Лето мы провели на Лаго ди Гардо. Замок, в котором мы жили, был настолько велик, что редко кто-нибудь из нас встречался в его столовой. Я проводил свое время на каменистом пляже за чтением газет и иллюстрированных журналов, присылаемых со всего света. В горячей и тусклой воде спали большие рыбы, которых никто не пытался ловить. И только раз в день к вечеру далеко от берега проходил белый колесный пароход с большим швейцарским флагом на корме, и долго я слушал, как мерно раздавалось сложное чавканье лопастей, постепенно затихая и смешиваясь с треском кузнечиков. Потом где-то далеко рождался гудок; это пароход останавливался около соседней деревни, откуда пассажиры, за неимением пристани, подъезжали к нему на лодках. В общем, я плохо переносил жару и долго спал днем в полутемной комнате, где на паркетном полу рядами лежали солнечные полосы жалюзи. Потом, полуодетый, я шел в библиотеку, где, как в сон, погружался в перелистывание переплетенных журналов времени Всемирной выставки и Боксерского восстания.
Тереза и Безобразов иногда надолго уходили в горы. Там они садились на камень и часами разговаривали. Высоко воздух спал среди белой мглы. Озеро внизу было серым и лоснилось, как олово. Кругом был удушливый запах вянущих кустов и горячей земли. О чем они говорили? Никто не знал этого. Авероэс в белом костюме беседовал с Зевсом в своем обширном алхимическом кабинете, который, вместе с библиотекой, занимал древнейшую часть строения. Остальная часть замка относилась к наполеоновским временам. Авероэс любил говорить с Зевсом. Обоих интересовали вопросы политики и политической экономии; они, как астрономы, с любопытством следили за падением кабинетов и за ростом кризисов, предсказывая Европе страшную судьбу. Во взглядах они сходились. Это было абсолютное нравственное отрицание и капиталистического, и коммунистического строя.

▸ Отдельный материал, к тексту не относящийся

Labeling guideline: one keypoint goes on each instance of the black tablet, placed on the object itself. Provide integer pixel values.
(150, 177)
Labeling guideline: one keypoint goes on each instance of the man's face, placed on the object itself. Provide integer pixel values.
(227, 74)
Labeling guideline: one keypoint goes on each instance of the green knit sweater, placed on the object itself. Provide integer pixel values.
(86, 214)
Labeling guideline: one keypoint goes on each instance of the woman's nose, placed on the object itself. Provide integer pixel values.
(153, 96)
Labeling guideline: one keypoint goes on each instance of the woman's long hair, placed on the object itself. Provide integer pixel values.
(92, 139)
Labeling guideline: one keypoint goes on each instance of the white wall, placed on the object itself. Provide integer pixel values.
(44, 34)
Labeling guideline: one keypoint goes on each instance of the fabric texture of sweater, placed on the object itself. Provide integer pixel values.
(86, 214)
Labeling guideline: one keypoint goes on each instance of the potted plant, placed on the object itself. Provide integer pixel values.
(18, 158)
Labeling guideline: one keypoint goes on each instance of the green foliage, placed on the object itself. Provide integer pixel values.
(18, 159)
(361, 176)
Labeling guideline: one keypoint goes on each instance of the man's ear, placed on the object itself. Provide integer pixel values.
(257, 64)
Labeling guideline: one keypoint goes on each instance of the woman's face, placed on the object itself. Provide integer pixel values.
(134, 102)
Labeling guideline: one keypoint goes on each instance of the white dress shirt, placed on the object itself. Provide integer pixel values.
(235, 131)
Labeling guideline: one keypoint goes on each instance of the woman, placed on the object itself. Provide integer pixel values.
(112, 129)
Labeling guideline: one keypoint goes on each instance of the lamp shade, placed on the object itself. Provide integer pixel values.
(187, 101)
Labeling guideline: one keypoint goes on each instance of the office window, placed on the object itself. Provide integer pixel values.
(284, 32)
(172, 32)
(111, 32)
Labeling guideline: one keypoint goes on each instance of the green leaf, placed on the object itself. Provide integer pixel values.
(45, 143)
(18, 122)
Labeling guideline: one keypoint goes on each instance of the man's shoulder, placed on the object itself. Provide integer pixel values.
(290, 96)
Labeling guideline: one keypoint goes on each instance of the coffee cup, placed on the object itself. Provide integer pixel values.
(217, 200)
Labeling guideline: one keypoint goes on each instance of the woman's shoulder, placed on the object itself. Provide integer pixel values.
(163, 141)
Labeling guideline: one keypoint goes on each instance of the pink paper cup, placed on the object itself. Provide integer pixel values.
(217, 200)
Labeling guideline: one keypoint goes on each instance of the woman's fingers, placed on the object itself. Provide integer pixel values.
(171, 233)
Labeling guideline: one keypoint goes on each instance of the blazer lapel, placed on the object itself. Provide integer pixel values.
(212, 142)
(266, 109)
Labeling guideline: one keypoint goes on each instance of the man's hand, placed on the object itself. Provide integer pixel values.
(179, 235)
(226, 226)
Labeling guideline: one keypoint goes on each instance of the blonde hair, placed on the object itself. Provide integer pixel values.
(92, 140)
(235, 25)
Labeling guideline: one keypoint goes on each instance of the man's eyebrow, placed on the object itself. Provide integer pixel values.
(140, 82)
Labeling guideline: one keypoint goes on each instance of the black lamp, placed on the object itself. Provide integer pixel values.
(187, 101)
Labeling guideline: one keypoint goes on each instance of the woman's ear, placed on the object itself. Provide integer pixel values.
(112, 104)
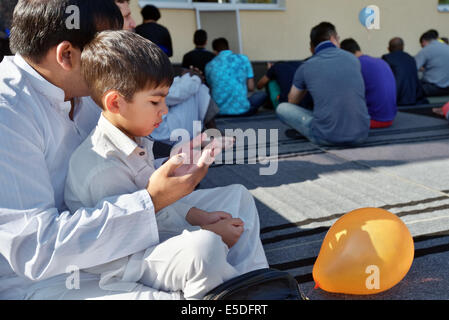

Последнее время я вообще никуда не выходил. Окруженный собаками, к которым чувствовал свою душевную близость, я читал Чехова на балконе, заводил автоматический рояль в зале и в розовом сумраке слушал его среди чехлов, пахнувших нафталином. Ибо моль царила в замке. Боже мой, как пронзали мне сердце старые довоенные вальсы из немецких опереток, под которые я так тосковал гимназистом на бульварах и катках, совершенно одинокий, слабый, плохо одетый, лишенный знакомых. Вся душа довоенной Европы в последний раз сияла в них вместе с отзвуками Вагнера и Дебюсси и призраками Метерлинка, Дрейфуса, Жореса и Сары Бернар. Воистину, ничего, ничего не осталось от этого мира, развратного и нежного, дурманящего и горького, как абсент. И помню, раз среди одного из таких спиритических сеансов, когда я, разморенный жарой, прищурившись, созерцал, как сами собою опускаются клавиши, и неземные и расстроенные звуки, как плохо проснувшиеся Елисейские тени, развертываются из облупившейся белой полированной крышки пианолы, вдруг перед моими глазами начала медленно перемещаться потемневшая мифологическая картина, занимавшая простенок (все это со странным механическим стуком), и из-за нее вышел скучающий Аполлон Безобразов, занятый исследованием подземелий замка.
Часто в лодке, далеко отъехав от берега, я думал о Терезе. Слегка наклонившись, отчетливо можно было видеть бледно-голубое каменистое дно. Оно было почти голое, и только параллельными рядами, как будто нарисованные, ползли и отдалялись тонкие водоросли. Далеко в озеро выходила белая лестница, которой оканчивался великолепный парк соседнего замка. Маленькие алебастровые львы неподвижно смотрели в разные стороны, и одиноко на стриженой лужайке белела мачта для флагов. Солнечная тишина наполняла озеро. Свесившись над водою и полоша руку в теплой и чистой воде, я думал. И часы проходили, не принося никакого разрешения моим вопросам.